Journal archives for July 2014

July 31, 2014

Above the Tropopause: Searching for the Cassiope Blue

The Yosemite Butterfly County now officially closes the California season, with Paul @euproserpinus Johnson's Pinnacles Count opening it in the first weekend of June. I did 12 counts this year. My record in an eight-week window is 17 in 2010.
The big draw this year for the park's " Naturalist Series" was Robert Michael Pyle, the Godfather of American Butterflying. I hadn't seen him since his wife Thea passed away earlier this year. Three day pitch through the Sonora Pass has now become tradition for me. I don't collect much anymore so iNat photos of species have become my quarry. The Sonora Pass was sadly bleak from low snow and California drought.
Smiled at the lichen covered rocks that I knew a few more since my last visit one year earlier.
Connected up with Ken Davenport in Bridgeport, the most knowledgable where-species-are Lepidopterist in the state and author of " Yosemite Butterflies" ( 2007). Told him I wanted to see the Cassiope Blue ( Agriades cassiope ) this trip. He said he had a spot: Ellery Lake Dam along the Tioga Pass. " Meet me there at 9am tomorrow"
Also known as the "Heather Blue", the species was described only in 1998 and given full species status away from Agriades podarce, the more common Sierra Nevada Blue. A. podarce is found in wet meadows and hosts on Shooting Stars. Cassiope lives in a whole other world.
"We don't need to bring lunch, right?" I asked, judging by the spot he pointed at up the valley. " Two hours out, two hours back." What? My first assault into crumbling granite fields where each step feels like a never ending climb up a sand dune.

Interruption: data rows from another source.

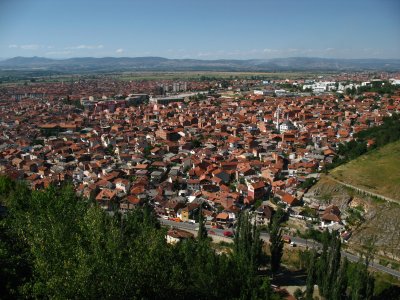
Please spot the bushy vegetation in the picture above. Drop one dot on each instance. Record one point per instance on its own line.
(59, 246)
(336, 277)
(382, 135)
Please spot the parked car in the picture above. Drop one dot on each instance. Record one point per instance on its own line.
(286, 239)
(228, 233)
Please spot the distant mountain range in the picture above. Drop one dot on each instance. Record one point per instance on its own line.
(115, 64)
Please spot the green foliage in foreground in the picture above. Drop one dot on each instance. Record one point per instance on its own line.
(55, 245)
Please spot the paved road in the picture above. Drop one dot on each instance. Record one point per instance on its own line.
(265, 237)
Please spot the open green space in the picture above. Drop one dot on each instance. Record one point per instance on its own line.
(377, 171)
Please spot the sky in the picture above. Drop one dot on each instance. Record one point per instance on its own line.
(200, 29)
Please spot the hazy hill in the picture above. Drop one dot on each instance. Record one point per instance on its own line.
(109, 64)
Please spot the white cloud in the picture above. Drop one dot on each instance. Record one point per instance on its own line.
(26, 47)
(30, 47)
(86, 47)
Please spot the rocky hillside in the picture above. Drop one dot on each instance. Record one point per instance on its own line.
(379, 220)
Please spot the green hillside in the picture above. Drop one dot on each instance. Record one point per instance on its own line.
(377, 171)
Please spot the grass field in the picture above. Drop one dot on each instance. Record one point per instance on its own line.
(377, 171)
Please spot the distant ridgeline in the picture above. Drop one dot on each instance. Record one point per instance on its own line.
(366, 140)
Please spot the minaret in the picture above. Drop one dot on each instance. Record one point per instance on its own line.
(277, 117)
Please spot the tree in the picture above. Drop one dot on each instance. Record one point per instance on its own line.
(202, 232)
(311, 277)
(276, 242)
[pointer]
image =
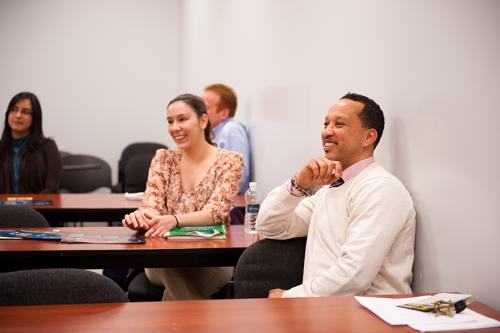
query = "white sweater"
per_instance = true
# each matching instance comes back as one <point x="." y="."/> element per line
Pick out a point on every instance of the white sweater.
<point x="360" y="236"/>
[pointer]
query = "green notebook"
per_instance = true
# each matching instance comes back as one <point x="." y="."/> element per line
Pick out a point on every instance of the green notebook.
<point x="198" y="232"/>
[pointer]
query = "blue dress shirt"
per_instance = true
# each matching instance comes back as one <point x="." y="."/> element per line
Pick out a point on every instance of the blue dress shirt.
<point x="232" y="135"/>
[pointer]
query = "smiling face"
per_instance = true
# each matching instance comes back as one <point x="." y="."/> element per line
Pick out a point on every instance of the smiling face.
<point x="20" y="118"/>
<point x="216" y="115"/>
<point x="344" y="137"/>
<point x="184" y="126"/>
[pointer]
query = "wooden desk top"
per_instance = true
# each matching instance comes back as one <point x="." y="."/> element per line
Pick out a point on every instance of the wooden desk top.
<point x="77" y="207"/>
<point x="330" y="314"/>
<point x="158" y="252"/>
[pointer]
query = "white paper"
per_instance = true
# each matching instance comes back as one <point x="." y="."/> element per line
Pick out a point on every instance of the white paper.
<point x="387" y="310"/>
<point x="479" y="321"/>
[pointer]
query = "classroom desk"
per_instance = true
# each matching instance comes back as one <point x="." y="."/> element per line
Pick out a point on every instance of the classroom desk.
<point x="88" y="207"/>
<point x="26" y="254"/>
<point x="77" y="207"/>
<point x="330" y="314"/>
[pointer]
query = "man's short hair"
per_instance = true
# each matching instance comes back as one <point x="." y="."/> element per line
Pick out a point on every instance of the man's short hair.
<point x="371" y="115"/>
<point x="227" y="96"/>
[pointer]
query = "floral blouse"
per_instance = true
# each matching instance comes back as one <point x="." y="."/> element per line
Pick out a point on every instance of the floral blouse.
<point x="214" y="193"/>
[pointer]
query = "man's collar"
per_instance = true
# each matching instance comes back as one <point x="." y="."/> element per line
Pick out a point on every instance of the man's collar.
<point x="356" y="168"/>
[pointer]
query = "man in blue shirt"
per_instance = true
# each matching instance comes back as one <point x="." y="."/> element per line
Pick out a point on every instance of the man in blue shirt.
<point x="221" y="103"/>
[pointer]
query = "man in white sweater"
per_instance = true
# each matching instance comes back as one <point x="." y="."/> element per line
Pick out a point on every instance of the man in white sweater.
<point x="360" y="225"/>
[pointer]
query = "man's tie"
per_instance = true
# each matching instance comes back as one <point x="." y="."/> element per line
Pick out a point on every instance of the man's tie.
<point x="337" y="183"/>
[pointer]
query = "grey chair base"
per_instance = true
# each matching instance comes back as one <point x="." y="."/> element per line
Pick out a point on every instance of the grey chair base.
<point x="269" y="264"/>
<point x="141" y="289"/>
<point x="58" y="286"/>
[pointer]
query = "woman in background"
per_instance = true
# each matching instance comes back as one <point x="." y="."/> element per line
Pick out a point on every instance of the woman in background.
<point x="29" y="162"/>
<point x="194" y="184"/>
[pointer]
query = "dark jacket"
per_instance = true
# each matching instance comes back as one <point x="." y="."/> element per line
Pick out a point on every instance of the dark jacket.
<point x="39" y="172"/>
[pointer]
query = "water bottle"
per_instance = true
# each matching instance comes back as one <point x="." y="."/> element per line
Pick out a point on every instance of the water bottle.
<point x="251" y="208"/>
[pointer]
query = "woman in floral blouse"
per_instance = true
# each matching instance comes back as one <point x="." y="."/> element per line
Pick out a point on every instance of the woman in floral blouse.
<point x="194" y="184"/>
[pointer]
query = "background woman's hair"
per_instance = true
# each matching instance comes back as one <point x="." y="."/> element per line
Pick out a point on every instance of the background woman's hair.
<point x="36" y="132"/>
<point x="198" y="106"/>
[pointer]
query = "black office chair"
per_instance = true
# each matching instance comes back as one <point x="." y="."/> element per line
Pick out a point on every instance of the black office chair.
<point x="58" y="286"/>
<point x="135" y="174"/>
<point x="84" y="173"/>
<point x="21" y="217"/>
<point x="131" y="150"/>
<point x="269" y="264"/>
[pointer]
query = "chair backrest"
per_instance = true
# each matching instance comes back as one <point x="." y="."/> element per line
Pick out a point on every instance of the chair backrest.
<point x="21" y="217"/>
<point x="269" y="264"/>
<point x="84" y="173"/>
<point x="135" y="174"/>
<point x="63" y="154"/>
<point x="133" y="149"/>
<point x="58" y="286"/>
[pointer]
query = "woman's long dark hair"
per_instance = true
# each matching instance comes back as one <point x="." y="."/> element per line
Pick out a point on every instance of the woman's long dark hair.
<point x="198" y="106"/>
<point x="36" y="133"/>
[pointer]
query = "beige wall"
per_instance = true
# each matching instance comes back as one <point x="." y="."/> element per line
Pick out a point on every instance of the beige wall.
<point x="103" y="70"/>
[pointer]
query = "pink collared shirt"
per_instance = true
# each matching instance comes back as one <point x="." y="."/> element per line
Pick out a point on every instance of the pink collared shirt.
<point x="356" y="168"/>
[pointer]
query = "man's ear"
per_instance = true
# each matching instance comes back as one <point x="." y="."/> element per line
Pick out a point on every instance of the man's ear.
<point x="371" y="136"/>
<point x="224" y="113"/>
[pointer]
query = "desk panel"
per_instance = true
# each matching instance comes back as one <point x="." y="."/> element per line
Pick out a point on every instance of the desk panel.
<point x="26" y="254"/>
<point x="296" y="315"/>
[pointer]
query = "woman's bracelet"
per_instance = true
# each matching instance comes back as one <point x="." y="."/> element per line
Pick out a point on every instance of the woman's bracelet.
<point x="176" y="221"/>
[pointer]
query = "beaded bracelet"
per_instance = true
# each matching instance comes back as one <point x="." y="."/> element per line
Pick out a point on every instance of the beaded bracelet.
<point x="176" y="221"/>
<point x="306" y="192"/>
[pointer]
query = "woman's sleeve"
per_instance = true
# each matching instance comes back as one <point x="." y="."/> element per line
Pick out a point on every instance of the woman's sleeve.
<point x="54" y="167"/>
<point x="154" y="196"/>
<point x="227" y="184"/>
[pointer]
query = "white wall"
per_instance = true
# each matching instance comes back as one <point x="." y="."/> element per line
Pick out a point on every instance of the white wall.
<point x="103" y="70"/>
<point x="432" y="65"/>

No butterflies for the first half hour. Lord, is this going to be a bust? Then Chris Tenney, the leader of the Monterey Butterfly Count and great birder, shouts from the other side of the bolder field " Shasta Blues " Good sign.
Reached the shelf and...there they were. Interesting to watch the males patrolling like Tiger Swallowtails along the ground in search of girls. Incredible difficult to photography. They never seemed to land. Don't really like photos in the net, but I was getting frustrated. Ken went higher for American Coppers ( L. rubidus ) which are also a High Elevation/rocky slopes species.

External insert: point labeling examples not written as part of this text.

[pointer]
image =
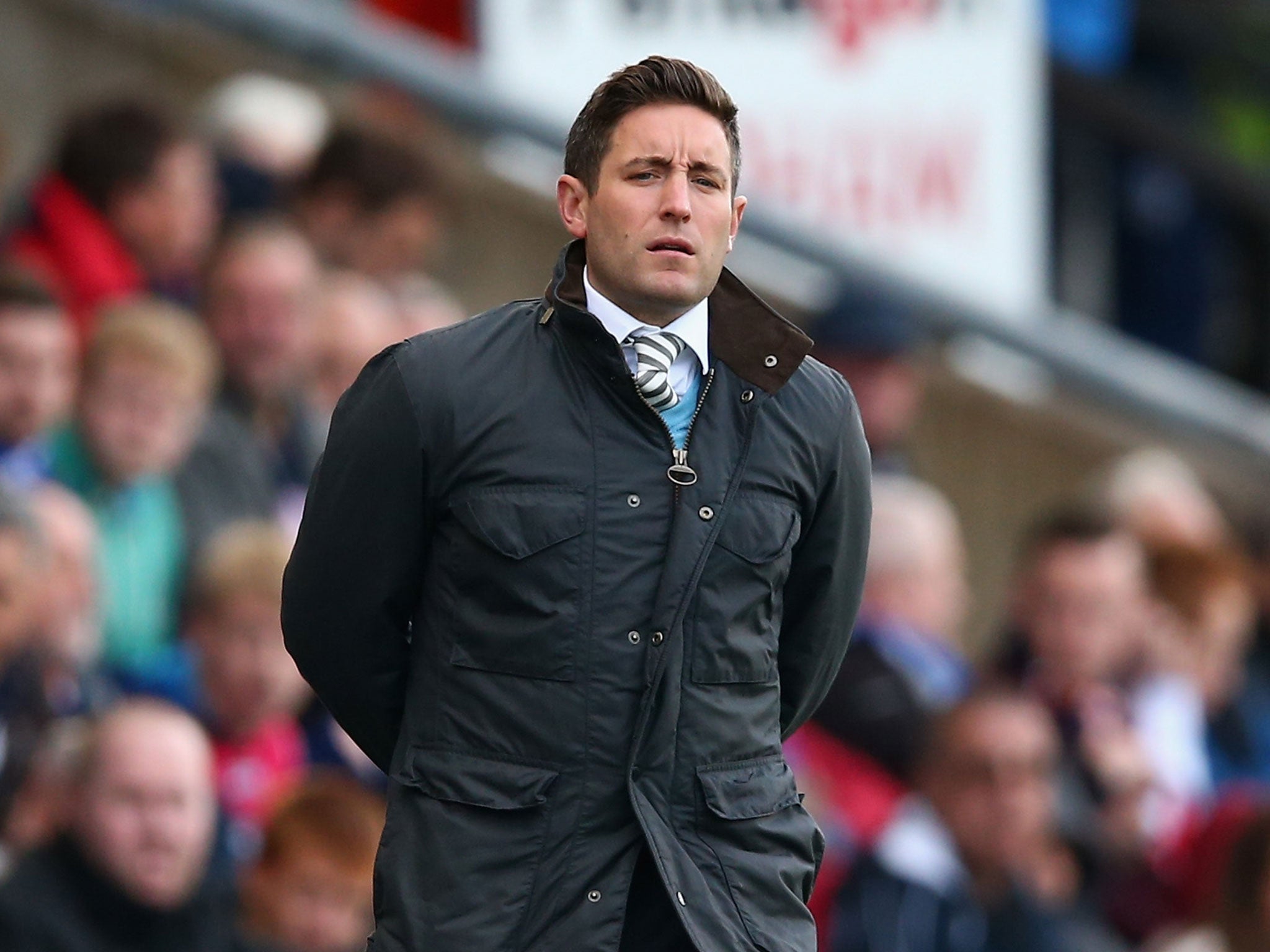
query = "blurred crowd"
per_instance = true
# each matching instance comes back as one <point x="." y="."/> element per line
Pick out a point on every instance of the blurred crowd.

Chris shouted out that it's host, White Heather ( Cassiope mertensiana ) was in full bloom over on his side. I crossed the stream and...just sat to catch my breath ( heart pounding climb to 9,850) and ate my lunch. Then, my breath was removed again with the view of Ellery Lake and the Tioga Pass below. No greater manifestation of Vladimir Nabokov's famous quote: " To be in a rarified place with a butterfly and it's host plant...all that I love rushes in like a momentary vacuum and...I am at one."
Chris yelled, " There's one actually sitting on a heather flower" Got my shot.
Someone told me when I got back to San Francisco days later that White Heather was John Muir's favorite plant.
This is from Stephen Hatch's "The Contempletive John Muir"
" Some of my grandfathers must have been born on a muirland, for there is heather in me, and tinctures of bog juices that send me to Cassiope, and, oozing through all my veins, impel me unhaltingly through endless glacier meadows, seemingly the deeper and danker the better" Hatch adds: " The Scottish surname "Muir" means "one who lives besides a moor". A moorland is a large, open tract of land covered in heather. Cassiope is a white heather that grows in the Sierra Nevada."